Thursday, June 07, 2007

Best Practices…

While developing a product one comes across many situations in which a person needs to take decisions which might present all alternatives which seem wrong or all alternatives which seem
correct. In case of such tough decisions, one has to be guided by some best practices which can
help him to solve this problem if not present a readymade solution to the problem.

The best practices can categorized into broad categories:
1) 10 must haves for a Quality Engineer.
2) Four things which any professional or entrepreneur cannot afford to forget.

The best practices of a Quality Engineer ensure that quality of the final product is ensured.

1. Know the technology
In the area of software development, technology is changing rapidly. What is new trend today
may become obsolete tomorrow. In this fast changing world a tester should keep abreast with
the latest in the technology world. A Tester should know what technology is being used for
developing applications. He should know the supporting technology associated with OS. This
will make sure that the tester will find bugs at the early stage, thus reducing the price for the fixing of bugs. Also, studying the technology helps study the competitor better and thus helping your product to have a good standing in the market. Studying the technology would also help the Quality Engineer to understand the workflow and the product better.

2. Learn from past experiences
Before writing the test plan and the test cases, QE should try to scan data from past projects,
which are similar in nature. This may give them some better test cases, issues that were
identified in the end of the cycle, some areas that could be automated. If the application is extension of earlier project, high priority and severity bugs should be regressed for current version of application.
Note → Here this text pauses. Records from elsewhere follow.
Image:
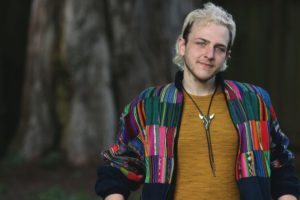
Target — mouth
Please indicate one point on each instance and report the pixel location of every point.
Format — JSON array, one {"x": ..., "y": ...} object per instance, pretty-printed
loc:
[{"x": 208, "y": 65}]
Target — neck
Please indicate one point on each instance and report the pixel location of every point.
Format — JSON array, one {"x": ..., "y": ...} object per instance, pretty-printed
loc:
[{"x": 198, "y": 87}]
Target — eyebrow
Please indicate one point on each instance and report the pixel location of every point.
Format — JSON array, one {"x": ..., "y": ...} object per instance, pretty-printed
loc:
[{"x": 207, "y": 41}]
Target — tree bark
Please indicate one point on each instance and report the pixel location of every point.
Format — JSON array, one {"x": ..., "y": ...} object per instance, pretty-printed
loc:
[
  {"x": 92, "y": 119},
  {"x": 39, "y": 124},
  {"x": 143, "y": 34}
]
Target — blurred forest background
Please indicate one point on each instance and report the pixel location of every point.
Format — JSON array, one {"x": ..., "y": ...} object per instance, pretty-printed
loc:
[{"x": 68, "y": 67}]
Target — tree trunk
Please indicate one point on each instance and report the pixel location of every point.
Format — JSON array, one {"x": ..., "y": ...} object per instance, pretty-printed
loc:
[
  {"x": 39, "y": 124},
  {"x": 143, "y": 34},
  {"x": 92, "y": 120}
]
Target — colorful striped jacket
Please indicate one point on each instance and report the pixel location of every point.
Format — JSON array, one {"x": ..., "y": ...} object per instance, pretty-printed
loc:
[{"x": 146, "y": 148}]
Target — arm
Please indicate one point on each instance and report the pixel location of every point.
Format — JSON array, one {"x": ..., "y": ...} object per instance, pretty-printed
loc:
[
  {"x": 284, "y": 182},
  {"x": 123, "y": 169}
]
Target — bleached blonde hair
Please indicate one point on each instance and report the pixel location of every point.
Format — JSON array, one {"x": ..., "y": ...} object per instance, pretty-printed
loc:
[{"x": 210, "y": 13}]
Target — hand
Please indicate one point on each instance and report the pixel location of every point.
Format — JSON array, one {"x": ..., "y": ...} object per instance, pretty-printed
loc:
[
  {"x": 287, "y": 197},
  {"x": 114, "y": 197}
]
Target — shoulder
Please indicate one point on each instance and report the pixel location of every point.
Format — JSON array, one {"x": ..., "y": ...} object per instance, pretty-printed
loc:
[
  {"x": 163, "y": 93},
  {"x": 240, "y": 90}
]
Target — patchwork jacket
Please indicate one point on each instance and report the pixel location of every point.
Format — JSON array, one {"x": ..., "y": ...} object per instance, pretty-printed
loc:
[{"x": 145, "y": 152}]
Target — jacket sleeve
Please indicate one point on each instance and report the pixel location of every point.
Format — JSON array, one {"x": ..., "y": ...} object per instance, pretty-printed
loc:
[
  {"x": 123, "y": 168},
  {"x": 283, "y": 173}
]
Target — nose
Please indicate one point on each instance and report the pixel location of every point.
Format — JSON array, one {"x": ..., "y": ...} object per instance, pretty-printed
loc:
[{"x": 209, "y": 52}]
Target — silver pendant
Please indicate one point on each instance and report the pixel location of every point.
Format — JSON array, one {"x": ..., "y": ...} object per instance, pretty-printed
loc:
[{"x": 206, "y": 119}]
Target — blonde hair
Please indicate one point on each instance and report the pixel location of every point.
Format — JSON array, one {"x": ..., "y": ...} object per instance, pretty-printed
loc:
[{"x": 209, "y": 14}]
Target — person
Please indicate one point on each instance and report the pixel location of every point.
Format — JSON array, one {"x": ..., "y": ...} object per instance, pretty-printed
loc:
[{"x": 201, "y": 137}]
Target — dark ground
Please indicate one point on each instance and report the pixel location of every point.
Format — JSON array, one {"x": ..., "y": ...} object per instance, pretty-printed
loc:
[{"x": 32, "y": 182}]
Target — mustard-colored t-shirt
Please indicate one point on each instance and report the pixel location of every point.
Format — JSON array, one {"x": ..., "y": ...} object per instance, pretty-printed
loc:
[{"x": 194, "y": 175}]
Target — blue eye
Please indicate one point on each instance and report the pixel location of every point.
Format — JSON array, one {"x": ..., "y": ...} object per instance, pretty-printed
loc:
[{"x": 202, "y": 44}]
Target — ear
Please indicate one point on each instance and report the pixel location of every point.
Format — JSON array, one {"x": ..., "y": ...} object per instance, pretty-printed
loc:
[
  {"x": 181, "y": 46},
  {"x": 228, "y": 55}
]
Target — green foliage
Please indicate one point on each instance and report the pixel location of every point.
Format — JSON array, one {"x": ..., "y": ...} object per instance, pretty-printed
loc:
[
  {"x": 57, "y": 193},
  {"x": 12, "y": 161},
  {"x": 52, "y": 160}
]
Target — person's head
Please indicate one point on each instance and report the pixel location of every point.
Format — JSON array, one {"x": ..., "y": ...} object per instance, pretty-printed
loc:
[{"x": 210, "y": 14}]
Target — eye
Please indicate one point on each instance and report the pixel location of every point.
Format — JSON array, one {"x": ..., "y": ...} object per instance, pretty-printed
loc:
[
  {"x": 201, "y": 43},
  {"x": 220, "y": 49}
]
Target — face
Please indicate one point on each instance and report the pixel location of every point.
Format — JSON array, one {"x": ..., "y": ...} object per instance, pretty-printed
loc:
[{"x": 205, "y": 51}]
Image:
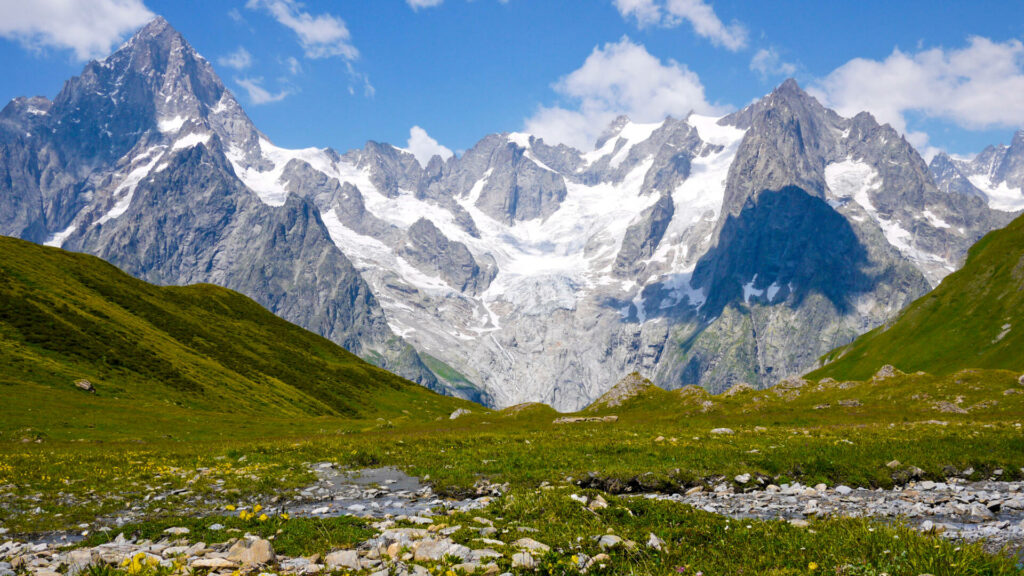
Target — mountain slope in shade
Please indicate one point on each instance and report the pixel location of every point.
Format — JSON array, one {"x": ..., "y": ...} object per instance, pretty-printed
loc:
[
  {"x": 699, "y": 250},
  {"x": 975, "y": 319},
  {"x": 129, "y": 163},
  {"x": 66, "y": 317}
]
3. Ensure sufficient coverage of feature workflow
The key to success of the testing effort is that when a customer uses the product, he/she
should be able to seamlessly use it. This kind of seamless experience can only be ensured if the
common user workflows have been tested thoroughly. The challenge here is that different users
use different features and in fact might even use the same feature in a different way. Here is
where the role of sufficient coverage comes in.

Coverage can broadly be classified into two categories:
a) Coverage of different functionalities present in the software
The software performs a series of tasks. However the usage of these tasks may vary depending
on the requirement of the customer. Once the possible workflows have been identified, one needs to prioritize the workflows depending upon the number of users who would use the particular feature.

b) Coverage of the different routes while going through the workflow of the software
Common functionalities can be accomplished in many different ways in most software. E.g. in
order to copy a text in Microsoft Word application, one can use the keyboard shortcut Ctrl+C, or
right click on the selected text and select copy. One can also use the edit menu to do the same.
Each of these three routes is important because a user can copy text using any of these. As a
Tester, one needs to find all possible routes of accomplishing a task. After the routes have been
Identified, Quality Engineer needs to see how much probable are these in a real world scenario.
Also study of usage of this feature in comparison to other features needs to be done. As for our
example, we need to know how much common it is for the user to use the ‘copy’ feature in
comparison to other features like ‘find’, ‘replace’, ‘cut’ etc.

4. Make a matrix for hardware to be supported by application (and prioritize the hardware)
Many applications support different configurations of hardware. A proper matrix ensures that application is working on important configuration of hardware.

5. Assign two QEs (primary and secondary)
An application has multiple features. There should be two QE assigned to a feature. The
QE can be assigned as primary QE and secondary QE. Primary QE is responsible for creating
test plan, test cases, setting test environment, executing testing, reporting bug and regression of
bugs. Secondary QE can work as a back up. He can be involved for reviewing test plan and
script, helping primary QE in setting up testing environment, executing some part of test cases at different interval and in regression of bugs. This will help in getting control of bug myopia (blindness to a bug if working for a long time in testing a feature).

....... to be continued


Nielkanth said...

are yaar tell me 1 thing that dont u think so dat 2 qe are some thing more \over??

Ahamad said...

Assigning 2 QE's depends on the feature. If the feature is very small, then just a single QE is enough. But if the feature is quite big enough, then there are chances of bugs being missed by a QE. Moreover, the primary QE of one feature can be secondary QE of other feature, thereby balancing the resources.
Feature1 - Primary QE - Adam(Tester1)
Feature1 - Sec QE - Leman(Tester2)

Feature2 - Primary QE - Leman(Tester2)
Feature2 - Sec QE - Adam(Tester1)

The advantage of this is that: Since QE's are also humans, they are bound to commit mistakes and bugs may slip. The second QE might be able to figure out the slippage and hence reduce the bugs.